The government’s recent attempt at auctioning telecom spectrum has met with a sorry fate, fetching far less money than it had expected. However, after the failure, it seems that the government (some parts of it, anyhow) are actually pleased that the auction had failed because apparently, this has proven the CAG, the TRAI and the Supreme Court wrong. The opposition is also pleased because something the government was doing has failed. The media is pleased because they could now say ‘I told you so’ and frankly, any failure is more newsworthy than a success. The telecom companies are pleased because this should eventually mean cheaper spectrum and also because of the same ‘I told you so’ affect. All in all, the failure of the auction seems to have been a source of considerable pleasure to everyone concerned.
However, for equity investors, this latest news is yet more evidence of the deep problems that have afflicted so many sectors in the last few years, and how government interaction of on sort or the other is the source of such problems. Think back to the equity-investing scenario as it was in the mid-noughties. The most exciting businesses were the ones that would build things something that a huge number of Indians—individuals and business—would use every day. It seemed self-evident that telecom networks, roads, power plants and networks and other large pieces of infrastructure were business with near-limitless potential for growth. There were other businesses like airlines that seemed poised to tap a huge amount of unmet demand. Clearly, these were the ones that investors should concentrate on.
And they did. In IPOs as well as secondary markets, these were the businesses that got investors’ attention and money. Now, just a few years later, the whole thing is in a shambles and what has been going on with spectrum allocation is a perfect symbol of it. No investor is willing to touch Indian telecom network operators and with good reason. The sector has been hit with highly unstable policy, seemingly driven alternately by the needs of crony capitalism and revenue generation. At some point, it reached the culmination of these trends, with a large number of unhappy cronies out of whom the government is trying to extract a large amount of spectrum licensing revenue.

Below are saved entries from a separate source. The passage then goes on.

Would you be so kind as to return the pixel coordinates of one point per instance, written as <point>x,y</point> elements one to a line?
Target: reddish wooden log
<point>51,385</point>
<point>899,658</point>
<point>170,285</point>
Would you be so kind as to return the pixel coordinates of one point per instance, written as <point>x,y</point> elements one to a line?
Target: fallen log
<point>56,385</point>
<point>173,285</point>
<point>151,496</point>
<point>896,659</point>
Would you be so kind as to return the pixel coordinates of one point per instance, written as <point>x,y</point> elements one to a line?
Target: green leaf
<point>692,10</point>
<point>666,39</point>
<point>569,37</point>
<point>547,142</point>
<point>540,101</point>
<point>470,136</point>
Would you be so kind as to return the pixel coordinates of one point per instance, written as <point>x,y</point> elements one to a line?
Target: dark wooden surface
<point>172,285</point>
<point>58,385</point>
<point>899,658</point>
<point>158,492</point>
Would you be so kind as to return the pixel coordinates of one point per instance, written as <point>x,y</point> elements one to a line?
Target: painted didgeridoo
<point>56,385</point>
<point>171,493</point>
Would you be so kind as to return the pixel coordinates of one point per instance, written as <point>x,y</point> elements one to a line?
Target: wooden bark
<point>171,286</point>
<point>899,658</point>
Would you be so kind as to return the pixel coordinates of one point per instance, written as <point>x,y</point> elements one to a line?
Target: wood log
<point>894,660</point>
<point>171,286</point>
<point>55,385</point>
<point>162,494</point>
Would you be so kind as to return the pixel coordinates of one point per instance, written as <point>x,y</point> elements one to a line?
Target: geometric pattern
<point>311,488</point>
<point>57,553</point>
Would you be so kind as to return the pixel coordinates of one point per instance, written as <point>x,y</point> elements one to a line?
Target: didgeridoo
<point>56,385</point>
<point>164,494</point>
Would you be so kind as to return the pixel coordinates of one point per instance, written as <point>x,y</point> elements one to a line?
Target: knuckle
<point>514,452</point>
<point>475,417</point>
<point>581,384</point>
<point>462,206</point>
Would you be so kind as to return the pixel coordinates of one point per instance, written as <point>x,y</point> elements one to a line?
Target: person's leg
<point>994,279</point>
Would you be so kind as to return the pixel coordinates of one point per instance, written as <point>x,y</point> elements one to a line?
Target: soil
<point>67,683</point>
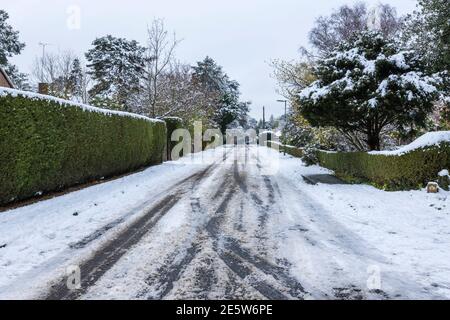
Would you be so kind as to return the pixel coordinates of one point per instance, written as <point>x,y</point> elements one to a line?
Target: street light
<point>285,120</point>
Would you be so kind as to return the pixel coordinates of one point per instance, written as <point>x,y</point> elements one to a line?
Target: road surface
<point>227,250</point>
<point>234,223</point>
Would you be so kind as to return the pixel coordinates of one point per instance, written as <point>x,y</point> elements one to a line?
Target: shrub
<point>411,170</point>
<point>48,144</point>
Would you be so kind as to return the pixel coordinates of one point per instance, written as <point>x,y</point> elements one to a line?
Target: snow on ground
<point>336,239</point>
<point>404,235</point>
<point>36,240</point>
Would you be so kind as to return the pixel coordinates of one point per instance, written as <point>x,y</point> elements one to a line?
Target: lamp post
<point>285,120</point>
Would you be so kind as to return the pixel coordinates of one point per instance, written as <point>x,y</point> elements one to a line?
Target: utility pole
<point>264,118</point>
<point>43,45</point>
<point>285,120</point>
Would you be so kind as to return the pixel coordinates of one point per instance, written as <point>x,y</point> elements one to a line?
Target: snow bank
<point>66,103</point>
<point>427,140</point>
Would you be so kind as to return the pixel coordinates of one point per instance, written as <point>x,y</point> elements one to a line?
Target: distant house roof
<point>5,78</point>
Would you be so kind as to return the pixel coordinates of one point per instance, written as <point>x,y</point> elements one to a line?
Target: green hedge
<point>412,170</point>
<point>48,144</point>
<point>291,150</point>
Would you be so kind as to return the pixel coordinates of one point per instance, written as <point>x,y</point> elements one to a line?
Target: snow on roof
<point>427,140</point>
<point>36,96</point>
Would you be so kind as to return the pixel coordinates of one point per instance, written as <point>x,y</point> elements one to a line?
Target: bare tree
<point>160,54</point>
<point>55,69</point>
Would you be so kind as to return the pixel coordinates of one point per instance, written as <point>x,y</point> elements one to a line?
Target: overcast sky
<point>241,35</point>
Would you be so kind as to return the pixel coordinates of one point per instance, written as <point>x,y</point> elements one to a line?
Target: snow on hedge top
<point>35,96</point>
<point>427,140</point>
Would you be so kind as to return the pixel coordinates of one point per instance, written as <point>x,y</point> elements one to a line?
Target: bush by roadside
<point>411,170</point>
<point>48,144</point>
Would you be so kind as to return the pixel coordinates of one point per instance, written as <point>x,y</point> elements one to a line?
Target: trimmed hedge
<point>48,144</point>
<point>412,170</point>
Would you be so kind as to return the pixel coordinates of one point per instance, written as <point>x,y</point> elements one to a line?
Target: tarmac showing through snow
<point>231,223</point>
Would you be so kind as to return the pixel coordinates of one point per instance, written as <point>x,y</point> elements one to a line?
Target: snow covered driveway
<point>230,223</point>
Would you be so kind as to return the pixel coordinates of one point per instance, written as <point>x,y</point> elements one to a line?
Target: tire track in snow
<point>102,260</point>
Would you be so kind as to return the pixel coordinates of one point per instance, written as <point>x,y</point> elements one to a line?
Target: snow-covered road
<point>231,223</point>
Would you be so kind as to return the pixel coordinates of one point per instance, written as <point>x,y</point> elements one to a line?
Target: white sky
<point>242,36</point>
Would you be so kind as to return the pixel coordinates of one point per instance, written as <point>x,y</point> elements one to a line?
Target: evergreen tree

In fact, in the context of spectrum, calling this a license fee is just a fig-leaf or a euphemism. This is actually a fifteen-year advance tax on using phone and data services. In the final analysis, every paisa of the license fee will have to be paid by the ordinary phone-using Indian and to pretend otherwise is delusional. The license fee structure is yet another way for the government to fund current expenses out of borrowings against future economic activity. The only difference is that the debt will show up in the balance sheets of the telecom companies and its principal and interest will have to be repaid by people as part of their phone bills.

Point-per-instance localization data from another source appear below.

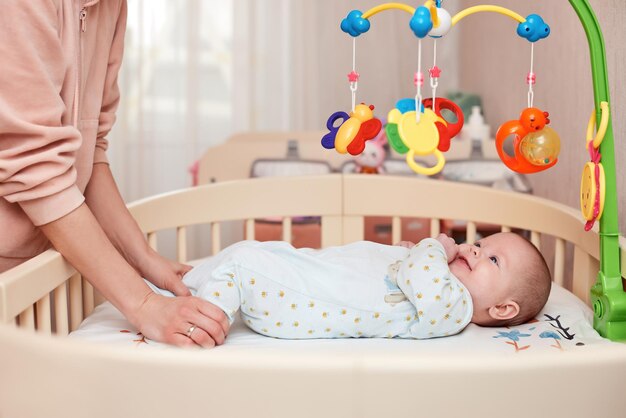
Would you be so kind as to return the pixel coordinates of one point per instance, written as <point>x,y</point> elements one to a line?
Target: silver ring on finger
<point>191,330</point>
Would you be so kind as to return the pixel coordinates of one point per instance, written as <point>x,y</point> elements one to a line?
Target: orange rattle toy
<point>536,146</point>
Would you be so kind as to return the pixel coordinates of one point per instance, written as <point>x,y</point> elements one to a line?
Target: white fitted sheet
<point>573,331</point>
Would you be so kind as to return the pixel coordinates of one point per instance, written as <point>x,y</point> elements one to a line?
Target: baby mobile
<point>416,126</point>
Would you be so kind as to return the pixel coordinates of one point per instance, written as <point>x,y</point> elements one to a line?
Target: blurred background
<point>197,71</point>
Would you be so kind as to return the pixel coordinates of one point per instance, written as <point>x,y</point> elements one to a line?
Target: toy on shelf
<point>592,184</point>
<point>416,126</point>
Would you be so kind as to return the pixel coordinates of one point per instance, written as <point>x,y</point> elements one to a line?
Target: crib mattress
<point>565,324</point>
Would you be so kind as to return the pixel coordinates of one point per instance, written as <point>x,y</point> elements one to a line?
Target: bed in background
<point>81,378</point>
<point>43,373</point>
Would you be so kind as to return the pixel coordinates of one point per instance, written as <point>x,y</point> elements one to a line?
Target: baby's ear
<point>503,311</point>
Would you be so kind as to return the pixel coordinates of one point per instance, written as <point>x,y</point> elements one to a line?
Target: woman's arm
<point>107,205</point>
<point>83,243</point>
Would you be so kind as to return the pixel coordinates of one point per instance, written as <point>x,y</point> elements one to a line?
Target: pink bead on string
<point>353,76</point>
<point>418,79</point>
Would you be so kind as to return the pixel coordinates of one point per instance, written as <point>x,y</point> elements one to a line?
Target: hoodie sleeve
<point>37,152</point>
<point>111,94</point>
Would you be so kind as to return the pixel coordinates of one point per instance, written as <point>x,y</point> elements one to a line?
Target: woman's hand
<point>169,320</point>
<point>163,273</point>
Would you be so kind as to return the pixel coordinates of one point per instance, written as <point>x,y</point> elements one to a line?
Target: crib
<point>43,373</point>
<point>48,375</point>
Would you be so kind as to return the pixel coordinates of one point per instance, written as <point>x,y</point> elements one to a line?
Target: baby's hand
<point>449,246</point>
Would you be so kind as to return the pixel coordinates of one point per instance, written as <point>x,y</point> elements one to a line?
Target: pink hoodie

There are rough analogues of such issues in practically all the problem sectors in which equity investors have had a bad time. A deep sea of debt and unviable products and services don’t make for a bright future as investment-worthy businesses. Underlying many of these problem businesses is yet another potentially big problem—that of public sector banks. Whether its power companies or airlines or telecom, these banks could well prove to be the sting in the tail of this entire mess.
For equity investors, the moral of the last five years’ story is clear—stay clear of the government. This is amply borne out by the way the composition of the Sensex has changed. At the end of 2007, these ‘government-sensitive’ sectors added up to 50 per cent of the Sensex. Today, they are down to 32 per cent. A business could be buying from the government, or selling to it. It could need the government’s permission to do business, or to get at its raw materials. The price of its products or its inputs could be controlled by the government. No such business can provide the visibility that an investor needs over a few years. Maybe this will improve in the future, but for the time being, the sensible investor has to come to the inevitable conclusion.